How the Decadent Die

Fingering nervously the sentient buttons of his redingote the aristocrat of Beldam engages in banal conversation with Pomerannean princesses sprinkling the air with false, girlish laughter. Kreshniks and sultans and dukes and lords and tyrants and barmy barons and sons of black queens and the daughters of devil despots and  kuningas  and viscounts and chevaliers and epicanthal shishaku and czars and their royal concubines,  gleefully abandoned by the transport chopper, mill about in the wide open plain. A bastard baron plucks a black tune on his bassinet.
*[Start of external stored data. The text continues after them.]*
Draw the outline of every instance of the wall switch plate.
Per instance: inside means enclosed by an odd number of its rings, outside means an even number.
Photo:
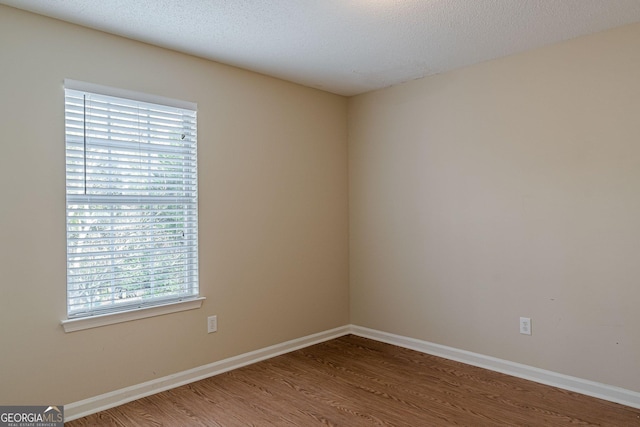
[[[207,332],[212,333],[218,330],[218,316],[207,317]]]
[[[531,335],[531,318],[530,317],[520,318],[520,333],[524,335]]]

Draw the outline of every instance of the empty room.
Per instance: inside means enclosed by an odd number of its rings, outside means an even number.
[[[0,426],[640,426],[640,1],[0,0],[0,70]]]

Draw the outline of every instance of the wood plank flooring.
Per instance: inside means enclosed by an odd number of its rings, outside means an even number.
[[[640,409],[349,335],[65,425],[640,427]]]

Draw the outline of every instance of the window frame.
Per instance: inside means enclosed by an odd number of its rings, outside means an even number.
[[[194,126],[195,126],[195,134],[193,135],[193,150],[194,150],[194,154],[192,156],[193,158],[193,162],[195,165],[195,178],[194,178],[194,182],[195,182],[195,187],[196,187],[196,191],[195,191],[195,200],[193,200],[191,203],[195,204],[195,208],[194,208],[194,215],[195,215],[195,225],[193,225],[192,227],[195,230],[195,236],[193,237],[193,241],[190,242],[189,247],[193,247],[195,248],[194,250],[194,254],[192,255],[187,255],[188,261],[185,261],[188,264],[188,267],[191,268],[195,268],[195,274],[192,275],[194,276],[193,280],[189,282],[189,285],[193,288],[189,288],[187,287],[187,291],[185,291],[185,293],[183,293],[182,295],[179,295],[179,292],[174,291],[175,294],[169,294],[169,296],[161,296],[161,297],[151,297],[149,299],[147,299],[144,302],[127,302],[125,304],[122,305],[116,305],[114,303],[111,303],[111,305],[107,308],[100,308],[100,309],[93,309],[93,310],[89,310],[86,312],[82,312],[82,314],[73,314],[70,310],[71,307],[71,297],[70,297],[70,279],[69,279],[69,257],[70,257],[70,240],[69,240],[69,231],[67,231],[67,237],[65,239],[66,244],[65,247],[67,248],[67,280],[66,280],[66,284],[67,284],[67,289],[66,289],[66,302],[67,302],[67,318],[62,320],[62,326],[65,329],[65,332],[72,332],[72,331],[76,331],[76,330],[82,330],[82,329],[87,329],[87,328],[94,328],[94,327],[98,327],[98,326],[103,326],[103,325],[108,325],[108,324],[114,324],[114,323],[120,323],[120,322],[126,322],[126,321],[130,321],[130,320],[135,320],[135,319],[142,319],[142,318],[147,318],[147,317],[152,317],[152,316],[159,316],[159,315],[163,315],[163,314],[168,314],[168,313],[173,313],[173,312],[179,312],[179,311],[185,311],[185,310],[192,310],[192,309],[197,309],[200,308],[202,306],[203,301],[205,300],[205,298],[203,296],[201,296],[200,294],[200,288],[199,288],[199,267],[198,267],[198,242],[197,242],[197,230],[198,230],[198,224],[197,224],[197,210],[198,210],[198,204],[197,204],[197,154],[196,154],[196,150],[197,150],[197,104],[192,103],[192,102],[188,102],[188,101],[181,101],[181,100],[176,100],[176,99],[171,99],[171,98],[165,98],[165,97],[160,97],[160,96],[155,96],[155,95],[150,95],[150,94],[145,94],[145,93],[140,93],[140,92],[133,92],[133,91],[129,91],[129,90],[125,90],[125,89],[118,89],[118,88],[112,88],[112,87],[108,87],[108,86],[103,86],[103,85],[97,85],[97,84],[93,84],[93,83],[86,83],[86,82],[80,82],[77,80],[71,80],[71,79],[65,79],[64,81],[64,92],[65,92],[65,123],[67,122],[67,91],[79,91],[79,92],[85,92],[87,94],[95,94],[98,96],[105,96],[105,97],[109,97],[109,98],[121,98],[121,99],[125,99],[131,102],[140,102],[140,103],[145,103],[145,104],[156,104],[159,106],[163,106],[163,107],[170,107],[170,108],[177,108],[177,109],[183,109],[183,110],[190,110],[194,113]],[[83,119],[83,123],[84,123],[85,119]],[[184,135],[183,135],[184,137]],[[67,130],[67,125],[65,124],[65,163],[67,164],[68,162],[68,158],[69,158],[69,154],[68,154],[68,146],[69,146],[69,141],[68,139],[71,138],[69,136],[69,132]],[[85,142],[86,144],[86,142]],[[144,151],[141,151],[144,152]],[[86,151],[85,151],[86,153]],[[84,154],[84,156],[86,156],[86,154]],[[84,162],[86,162],[86,157]],[[86,164],[86,163],[85,163]],[[86,166],[85,166],[86,167]],[[65,166],[65,180],[67,181],[67,184],[65,186],[66,190],[66,196],[65,196],[65,208],[66,208],[66,214],[65,214],[65,222],[67,224],[67,230],[69,227],[69,219],[71,218],[70,214],[69,214],[69,205],[70,205],[70,200],[74,200],[73,195],[70,195],[70,190],[69,190],[69,166],[68,164]],[[111,182],[111,181],[109,181]],[[161,192],[163,190],[160,190]],[[167,196],[162,195],[162,193],[160,192],[160,196],[159,199],[163,199],[166,198]],[[73,193],[73,189],[71,190],[71,193]],[[103,199],[106,197],[107,199],[109,199],[109,203],[113,203],[114,206],[119,206],[119,207],[124,207],[124,206],[131,206],[132,202],[129,202],[126,200],[126,198],[123,198],[122,196],[118,196],[118,195],[108,195],[108,196],[101,196]],[[77,198],[77,197],[76,197]],[[95,203],[95,202],[94,202]],[[162,203],[167,203],[166,201],[163,201]],[[162,204],[159,203],[159,204]],[[71,204],[73,204],[73,202],[71,202]],[[138,204],[140,204],[140,202],[138,202]],[[93,212],[101,212],[100,210],[96,210]],[[187,221],[186,219],[184,219],[183,221]],[[185,226],[183,223],[183,226]],[[182,233],[182,235],[184,236],[184,233]],[[187,265],[185,264],[185,265]],[[185,267],[187,268],[187,267]],[[151,269],[149,269],[149,271],[153,271]],[[113,292],[113,291],[112,291]],[[144,291],[142,292],[145,296],[146,294],[144,293]],[[187,294],[188,293],[188,294]],[[173,297],[173,295],[175,295],[175,297]],[[135,300],[136,298],[134,298]],[[72,313],[70,315],[70,313]]]

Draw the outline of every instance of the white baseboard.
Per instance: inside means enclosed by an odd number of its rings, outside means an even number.
[[[281,344],[272,345],[260,350],[244,353],[239,356],[230,357],[208,365],[178,372],[166,377],[157,378],[131,387],[115,390],[89,399],[64,405],[65,421],[72,421],[105,409],[113,408],[140,399],[161,391],[169,390],[181,385],[199,381],[214,375],[222,374],[233,369],[241,368],[261,360],[269,359],[281,354],[289,353],[310,345],[329,341],[334,338],[348,335],[349,326],[342,326],[306,337],[287,341]]]
[[[350,332],[353,335],[358,335],[364,338],[370,338],[376,341],[393,344],[398,347],[416,350],[421,353],[455,360],[468,365],[478,366],[491,371],[501,372],[514,377],[524,378],[537,383],[558,387],[564,390],[575,391],[576,393],[640,409],[640,393],[624,388],[584,380],[582,378],[571,377],[569,375],[563,375],[557,372],[547,371],[520,363],[509,362],[508,360],[459,350],[453,347],[447,347],[427,341],[363,328],[361,326],[351,325]]]
[[[524,378],[537,383],[574,391],[576,393],[640,409],[640,393],[635,391],[571,377],[557,372],[546,371],[544,369],[509,362],[508,360],[497,359],[495,357],[472,353],[470,351],[459,350],[453,347],[395,335],[388,332],[377,331],[356,325],[347,325],[67,404],[64,406],[65,420],[72,421],[115,406],[123,405],[136,399],[209,378],[252,363],[260,362],[261,360],[269,359],[348,334],[370,338],[376,341],[416,350],[421,353],[455,360],[468,365],[478,366],[491,371],[501,372],[514,377]]]

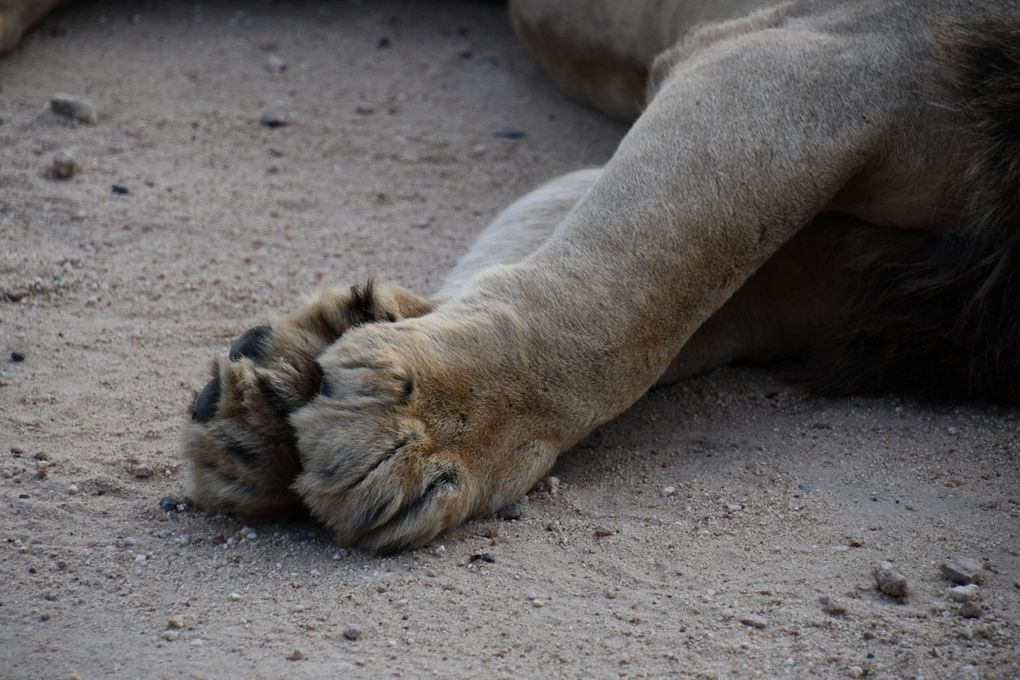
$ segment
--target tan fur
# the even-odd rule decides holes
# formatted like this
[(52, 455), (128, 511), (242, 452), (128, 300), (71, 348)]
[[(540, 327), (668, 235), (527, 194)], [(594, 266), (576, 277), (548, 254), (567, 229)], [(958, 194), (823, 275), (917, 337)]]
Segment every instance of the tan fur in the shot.
[[(31, 14), (18, 4), (0, 4), (8, 27)], [(520, 498), (657, 381), (817, 344), (847, 239), (972, 212), (979, 152), (937, 36), (1020, 22), (1005, 0), (516, 0), (511, 16), (567, 91), (640, 114), (630, 133), (497, 218), (442, 302), (327, 291), (259, 356), (218, 362), (222, 394), (197, 400), (184, 446), (201, 504), (300, 502), (344, 544), (420, 545)]]

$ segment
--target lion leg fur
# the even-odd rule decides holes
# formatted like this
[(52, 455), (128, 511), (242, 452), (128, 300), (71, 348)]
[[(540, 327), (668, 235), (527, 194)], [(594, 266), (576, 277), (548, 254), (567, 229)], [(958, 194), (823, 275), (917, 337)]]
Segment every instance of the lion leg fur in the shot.
[(67, 0), (0, 0), (0, 54), (14, 49), (22, 34)]

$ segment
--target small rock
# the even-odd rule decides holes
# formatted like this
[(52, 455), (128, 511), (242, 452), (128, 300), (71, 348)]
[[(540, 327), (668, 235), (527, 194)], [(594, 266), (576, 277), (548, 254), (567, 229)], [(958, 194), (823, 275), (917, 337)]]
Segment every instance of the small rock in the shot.
[(80, 490), (81, 489), (78, 488), (77, 484), (70, 484), (67, 487), (67, 493), (72, 494), (72, 495), (78, 493)]
[(99, 121), (96, 105), (85, 97), (73, 94), (55, 94), (50, 99), (50, 109), (58, 116), (71, 118), (82, 123), (95, 124)]
[(25, 355), (23, 352), (11, 352), (11, 361), (13, 361), (14, 363), (19, 364), (24, 360)]
[(608, 527), (595, 527), (593, 532), (596, 538), (606, 538), (613, 535), (613, 530)]
[(174, 618), (167, 620), (166, 627), (180, 630), (181, 628), (184, 628), (184, 619), (175, 616)]
[(977, 602), (964, 602), (960, 607), (960, 616), (965, 619), (980, 619), (985, 611)]
[(848, 538), (846, 544), (851, 548), (863, 548), (864, 539), (861, 538)]
[(981, 596), (981, 588), (976, 583), (965, 586), (954, 586), (949, 589), (949, 599), (954, 602), (970, 602)]
[(826, 614), (831, 614), (832, 616), (842, 616), (843, 614), (846, 614), (846, 605), (834, 597), (823, 595), (818, 598), (818, 601), (822, 604)]
[(669, 498), (670, 496), (672, 496), (675, 493), (676, 493), (676, 487), (675, 486), (664, 486), (664, 487), (662, 487), (662, 497), (663, 498)]
[(352, 640), (353, 641), (353, 640), (360, 640), (361, 636), (363, 635), (363, 633), (361, 632), (361, 628), (359, 626), (350, 625), (350, 626), (344, 626), (343, 635), (344, 635), (344, 638), (346, 638), (347, 640)]
[(163, 512), (180, 512), (182, 506), (176, 498), (167, 496), (159, 499), (159, 507)]
[(270, 73), (283, 73), (287, 70), (287, 62), (275, 54), (270, 54), (266, 58), (266, 70)]
[(375, 46), (377, 49), (384, 50), (387, 47), (391, 46), (392, 44), (393, 41), (389, 39), (389, 36), (384, 35), (383, 37), (379, 38), (379, 42), (377, 42)]
[(524, 131), (512, 127), (499, 127), (492, 131), (492, 136), (500, 139), (520, 139), (524, 136)]
[(78, 172), (78, 161), (74, 157), (74, 151), (64, 149), (53, 154), (53, 161), (50, 163), (50, 177), (54, 179), (71, 179)]
[(138, 479), (148, 479), (152, 476), (152, 468), (148, 465), (136, 465), (135, 469), (132, 470), (132, 473), (134, 473), (135, 477)]
[(7, 288), (4, 290), (4, 297), (11, 302), (21, 302), (27, 295), (28, 291), (20, 288)]
[(510, 505), (504, 505), (502, 508), (496, 511), (496, 517), (502, 520), (511, 521), (521, 518), (521, 504), (511, 503)]
[(757, 616), (756, 614), (744, 614), (738, 619), (738, 621), (745, 626), (750, 626), (751, 628), (765, 628), (769, 625), (764, 618)]
[(358, 114), (359, 116), (371, 116), (373, 113), (375, 113), (375, 107), (369, 106), (367, 104), (361, 104), (360, 106), (354, 107), (354, 113)]
[(169, 642), (173, 642), (174, 640), (176, 640), (176, 639), (178, 639), (180, 637), (181, 637), (181, 631), (179, 631), (179, 630), (164, 630), (163, 631), (163, 639), (167, 640)]
[(981, 583), (985, 580), (985, 572), (981, 568), (981, 563), (972, 557), (948, 559), (942, 563), (939, 570), (947, 579), (962, 586)]
[(131, 193), (131, 190), (128, 189), (123, 184), (113, 184), (113, 185), (111, 185), (110, 186), (110, 191), (112, 191), (113, 193), (118, 194), (120, 196), (127, 196), (128, 194)]
[(549, 475), (542, 480), (542, 488), (544, 488), (550, 496), (558, 495), (560, 493), (560, 478)]
[(227, 595), (231, 602), (237, 602), (241, 599), (241, 593), (230, 593)]
[(495, 564), (496, 556), (493, 555), (492, 553), (483, 553), (483, 552), (477, 552), (477, 553), (471, 555), (471, 558), (470, 558), (471, 562), (477, 562), (479, 560), (481, 560), (482, 562), (487, 562), (489, 564)]
[(271, 113), (263, 113), (259, 116), (259, 124), (267, 128), (278, 128), (287, 125), (287, 121)]
[(293, 652), (287, 655), (287, 661), (301, 661), (307, 658), (308, 657), (305, 656), (305, 653), (300, 649), (295, 649)]
[(535, 609), (541, 609), (542, 607), (545, 606), (545, 602), (538, 599), (537, 597), (533, 597), (531, 598), (531, 606), (534, 607)]
[(893, 565), (882, 562), (875, 567), (875, 584), (890, 597), (907, 596), (907, 577), (896, 571)]
[(847, 670), (847, 673), (850, 674), (851, 678), (863, 678), (864, 677), (864, 669), (861, 668), (860, 666), (850, 666), (850, 668)]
A wall of wind it comes. A single breath of confused silicia and mica dust, the several kilometre wide force of nature, oblivious to the sudden panic of  the shallow royalty, roars on to uproot trees, flatten hills, overturn lakes. “Derecho,” an awed lip flutters at its approach. A sheer cliff face of condensation crackling with electricity, it engulfs the party and throws about bodies against each other like so many macabre rag dolls. In the deepening sky, a satellite twinkles.

Flesh vats hum as the doll flesh of clones stir in turgid viscosity. Eyelids flutter open and the flesh vats are drained and opened. Dripping with amniotic fluid, the decadent emerge naked from  stainless steel and plexiglass wombs.  Against a vast window to the stars, the jewelled planet of Gale sinking slowly from view, a horde of servants scramble to clothe their masters in fineries. The rich laugh amongst themselves.

“Oh, that was wonderful!”

“We must do it again!”

“Let’s! It was just as good as drowning in chocolate.”